If you want to see the process, check out my "Gelcoat Repair and Restoration album at:

The deck restoration pics are on the second page.

I think that vinylester is now commoner
than polyester as a canoe or kayak building resin. It is not that much more expensive than a quality polyester, and is likely to be superior both in strength and in resistance to hydrolysis.

As for gelcoat, it is a good UV screen and a good ablation layer for abrasion, but it adds a lot of weight, and structurally it adds nothing.

I had a '73 Mad River fiberglass canoe
properly laid up, with white gelcoat. It used a high quality isopthalmic polyester, for the time.

It eventually developed hydrolysis blisters over most of its surface. The boat was exposed to southern humidity, but was not in the water much at all.

If that canoe had been made with vinylester resin, the hydrolysis would not have occured.
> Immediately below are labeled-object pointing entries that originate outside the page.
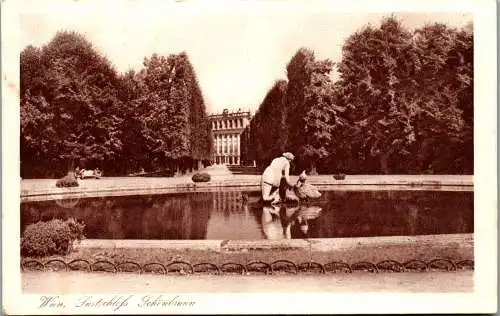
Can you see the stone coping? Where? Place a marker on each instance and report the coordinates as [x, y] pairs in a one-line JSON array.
[[316, 245], [45, 189]]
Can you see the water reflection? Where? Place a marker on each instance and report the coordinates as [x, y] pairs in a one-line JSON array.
[[239, 215], [286, 222]]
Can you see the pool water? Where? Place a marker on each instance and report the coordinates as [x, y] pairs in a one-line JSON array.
[[239, 215]]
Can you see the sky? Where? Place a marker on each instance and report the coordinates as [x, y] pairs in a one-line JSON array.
[[237, 54]]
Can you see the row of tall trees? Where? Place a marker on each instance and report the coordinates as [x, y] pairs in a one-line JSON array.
[[76, 110], [403, 103]]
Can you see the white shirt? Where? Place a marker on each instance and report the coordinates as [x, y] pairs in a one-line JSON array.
[[279, 167]]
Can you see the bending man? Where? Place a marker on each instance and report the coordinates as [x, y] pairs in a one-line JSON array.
[[271, 178]]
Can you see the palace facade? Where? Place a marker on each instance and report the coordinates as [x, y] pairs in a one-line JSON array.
[[226, 130]]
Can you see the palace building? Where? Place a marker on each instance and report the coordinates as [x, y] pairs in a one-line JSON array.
[[226, 130]]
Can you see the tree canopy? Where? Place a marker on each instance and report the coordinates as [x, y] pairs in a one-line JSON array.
[[77, 110], [402, 104]]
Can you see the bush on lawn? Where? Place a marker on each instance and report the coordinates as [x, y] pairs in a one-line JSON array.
[[67, 181], [54, 237], [201, 177]]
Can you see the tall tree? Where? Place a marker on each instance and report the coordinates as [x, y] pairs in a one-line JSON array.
[[75, 92]]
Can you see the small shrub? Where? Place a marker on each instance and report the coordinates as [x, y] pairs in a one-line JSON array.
[[201, 177], [54, 237], [67, 181], [339, 176]]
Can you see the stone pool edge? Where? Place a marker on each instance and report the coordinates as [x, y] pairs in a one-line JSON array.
[[312, 245], [40, 192]]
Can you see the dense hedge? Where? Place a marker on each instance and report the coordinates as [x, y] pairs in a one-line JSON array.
[[54, 237], [68, 180]]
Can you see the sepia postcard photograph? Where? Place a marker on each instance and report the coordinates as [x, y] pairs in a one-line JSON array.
[[187, 157]]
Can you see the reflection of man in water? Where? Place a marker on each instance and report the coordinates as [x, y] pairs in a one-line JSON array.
[[272, 222], [277, 222]]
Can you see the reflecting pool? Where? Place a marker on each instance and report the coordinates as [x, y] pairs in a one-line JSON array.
[[239, 215]]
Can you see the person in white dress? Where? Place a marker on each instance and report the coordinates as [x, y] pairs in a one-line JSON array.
[[271, 178]]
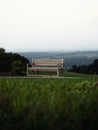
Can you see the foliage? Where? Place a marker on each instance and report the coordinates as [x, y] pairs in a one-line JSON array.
[[86, 69], [50, 104], [8, 59]]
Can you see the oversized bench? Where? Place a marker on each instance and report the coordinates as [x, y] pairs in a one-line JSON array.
[[46, 64]]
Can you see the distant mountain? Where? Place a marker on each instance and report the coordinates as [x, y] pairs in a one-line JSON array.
[[70, 58]]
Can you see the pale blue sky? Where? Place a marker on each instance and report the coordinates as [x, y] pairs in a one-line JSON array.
[[33, 25]]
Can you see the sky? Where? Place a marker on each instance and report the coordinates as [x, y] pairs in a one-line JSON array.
[[48, 25]]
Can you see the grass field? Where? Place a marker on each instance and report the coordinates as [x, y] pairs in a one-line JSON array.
[[50, 104]]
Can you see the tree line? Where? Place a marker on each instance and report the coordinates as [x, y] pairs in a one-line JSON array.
[[12, 63], [86, 69]]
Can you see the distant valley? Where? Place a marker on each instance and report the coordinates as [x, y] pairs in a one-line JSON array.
[[70, 58]]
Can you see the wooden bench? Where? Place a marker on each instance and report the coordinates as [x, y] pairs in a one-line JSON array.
[[46, 64]]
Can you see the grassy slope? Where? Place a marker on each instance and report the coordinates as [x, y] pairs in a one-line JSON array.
[[27, 103]]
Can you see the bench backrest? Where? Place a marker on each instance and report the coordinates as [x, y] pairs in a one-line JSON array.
[[47, 62]]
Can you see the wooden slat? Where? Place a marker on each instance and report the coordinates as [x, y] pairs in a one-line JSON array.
[[47, 61], [43, 68]]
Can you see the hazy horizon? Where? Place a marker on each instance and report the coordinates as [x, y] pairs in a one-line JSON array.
[[48, 25]]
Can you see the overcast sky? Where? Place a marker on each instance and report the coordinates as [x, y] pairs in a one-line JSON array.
[[33, 25]]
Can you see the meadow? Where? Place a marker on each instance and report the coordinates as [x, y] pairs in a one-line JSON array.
[[49, 103]]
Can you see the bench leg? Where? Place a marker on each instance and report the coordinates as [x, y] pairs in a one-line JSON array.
[[57, 72], [27, 69]]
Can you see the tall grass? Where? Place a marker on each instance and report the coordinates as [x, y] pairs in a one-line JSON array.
[[59, 104]]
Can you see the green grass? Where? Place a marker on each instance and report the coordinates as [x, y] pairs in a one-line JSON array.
[[50, 104]]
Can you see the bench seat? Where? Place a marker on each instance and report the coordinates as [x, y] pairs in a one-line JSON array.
[[52, 65]]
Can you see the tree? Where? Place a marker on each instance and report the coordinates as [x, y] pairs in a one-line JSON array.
[[17, 67], [2, 50]]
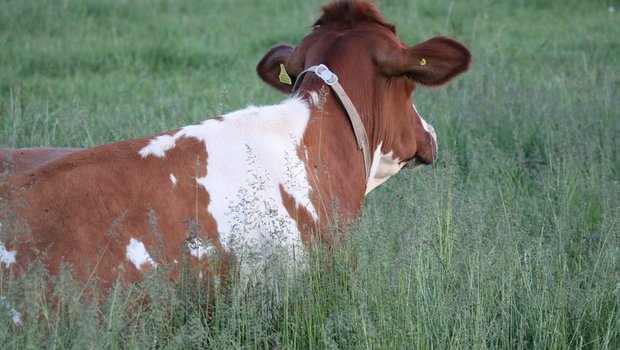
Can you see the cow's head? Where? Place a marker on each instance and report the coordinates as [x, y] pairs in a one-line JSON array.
[[378, 71]]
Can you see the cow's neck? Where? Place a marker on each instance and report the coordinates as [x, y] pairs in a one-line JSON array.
[[336, 166]]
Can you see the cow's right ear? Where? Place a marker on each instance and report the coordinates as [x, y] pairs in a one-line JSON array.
[[272, 68]]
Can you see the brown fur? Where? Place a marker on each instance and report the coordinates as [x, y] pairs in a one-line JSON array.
[[84, 207]]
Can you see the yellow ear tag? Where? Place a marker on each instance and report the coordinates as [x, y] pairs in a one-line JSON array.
[[284, 77]]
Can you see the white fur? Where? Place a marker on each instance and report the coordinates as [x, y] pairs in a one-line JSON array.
[[382, 168], [251, 153], [431, 130], [137, 254], [7, 257], [428, 127], [158, 146], [199, 249], [16, 317]]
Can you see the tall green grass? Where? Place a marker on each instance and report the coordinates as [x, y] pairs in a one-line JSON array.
[[511, 241]]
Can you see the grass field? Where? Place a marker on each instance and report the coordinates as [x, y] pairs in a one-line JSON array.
[[512, 241]]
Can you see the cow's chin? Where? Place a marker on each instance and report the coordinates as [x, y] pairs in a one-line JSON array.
[[414, 163]]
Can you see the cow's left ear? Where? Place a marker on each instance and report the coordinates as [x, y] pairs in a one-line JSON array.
[[433, 63], [272, 68]]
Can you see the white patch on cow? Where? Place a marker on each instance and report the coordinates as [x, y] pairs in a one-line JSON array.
[[199, 249], [7, 257], [251, 153], [314, 98], [382, 168], [158, 146], [137, 254], [428, 127], [15, 315], [431, 130]]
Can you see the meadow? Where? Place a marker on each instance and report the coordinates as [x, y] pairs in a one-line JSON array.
[[510, 241]]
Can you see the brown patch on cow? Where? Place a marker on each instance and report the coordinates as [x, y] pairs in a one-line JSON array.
[[85, 209], [350, 13], [14, 160]]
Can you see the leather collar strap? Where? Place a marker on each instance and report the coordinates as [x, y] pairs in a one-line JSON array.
[[356, 121]]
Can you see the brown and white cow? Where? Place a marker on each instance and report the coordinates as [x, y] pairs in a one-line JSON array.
[[251, 183], [14, 160]]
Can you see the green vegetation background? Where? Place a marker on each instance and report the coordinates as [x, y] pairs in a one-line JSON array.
[[510, 241]]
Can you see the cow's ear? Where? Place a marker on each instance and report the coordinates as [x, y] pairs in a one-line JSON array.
[[433, 63], [272, 68]]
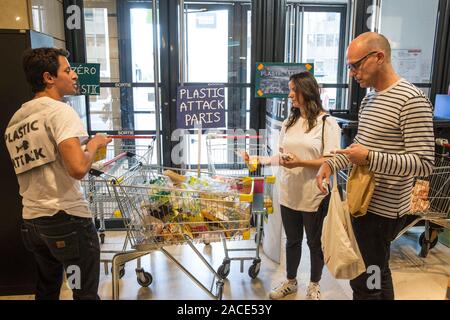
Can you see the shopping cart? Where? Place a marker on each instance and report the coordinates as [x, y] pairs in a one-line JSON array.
[[123, 156], [433, 201], [237, 155], [123, 160], [162, 211]]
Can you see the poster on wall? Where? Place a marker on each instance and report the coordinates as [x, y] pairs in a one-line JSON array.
[[410, 65], [88, 78], [272, 79], [200, 105]]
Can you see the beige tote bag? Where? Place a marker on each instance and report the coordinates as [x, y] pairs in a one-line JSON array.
[[340, 249], [360, 188]]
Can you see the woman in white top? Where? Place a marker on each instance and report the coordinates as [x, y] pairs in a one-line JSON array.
[[302, 147]]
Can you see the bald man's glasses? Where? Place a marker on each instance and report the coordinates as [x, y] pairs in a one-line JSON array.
[[355, 65]]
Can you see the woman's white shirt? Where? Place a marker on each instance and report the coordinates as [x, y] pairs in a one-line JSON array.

It really is about time to ditch polyester resin for making canoes and kayaks. It is just not good enough.

3M Marine Finesse-It II
My favorite for gel coat scratches is Finesse-it II. Though I pretty much only bother when I’m redoing the rigging on a boat.

I am of Nate’s opinion that the best address to hull scratches is a white hull.

Turtle Wax Color Cure
will fill in small scratches. I just used some on my green OT Katahdin, and it filled in about 80% of the scratches. Needs to go on thick, and it works for the small ones, if it’s available in your color.

Good luck!

Just to keep in mind
The buffing compounds, in fact anything that makes surface scratches in gel coat disappear, work by redistributing the paint in that area. I’ve seen aggressively buffed out boats that have changed to a lighter color over time with that stuff. So - you may want to consider using car protective plastic after doing the buffing to reduce repeat rounds, or just learn to love the scratches. As long as they are only in the gel coat it’s not like they are a risk to the boat.

Actually, deep scratches into my WW
boats’ outer layers of S-glass have had no practical effect whatsoever. But they’re easily filled and leveled if the mood strikes me. These boats have from 3 to 5 layers of S-glass and Kevlar or carbon, max.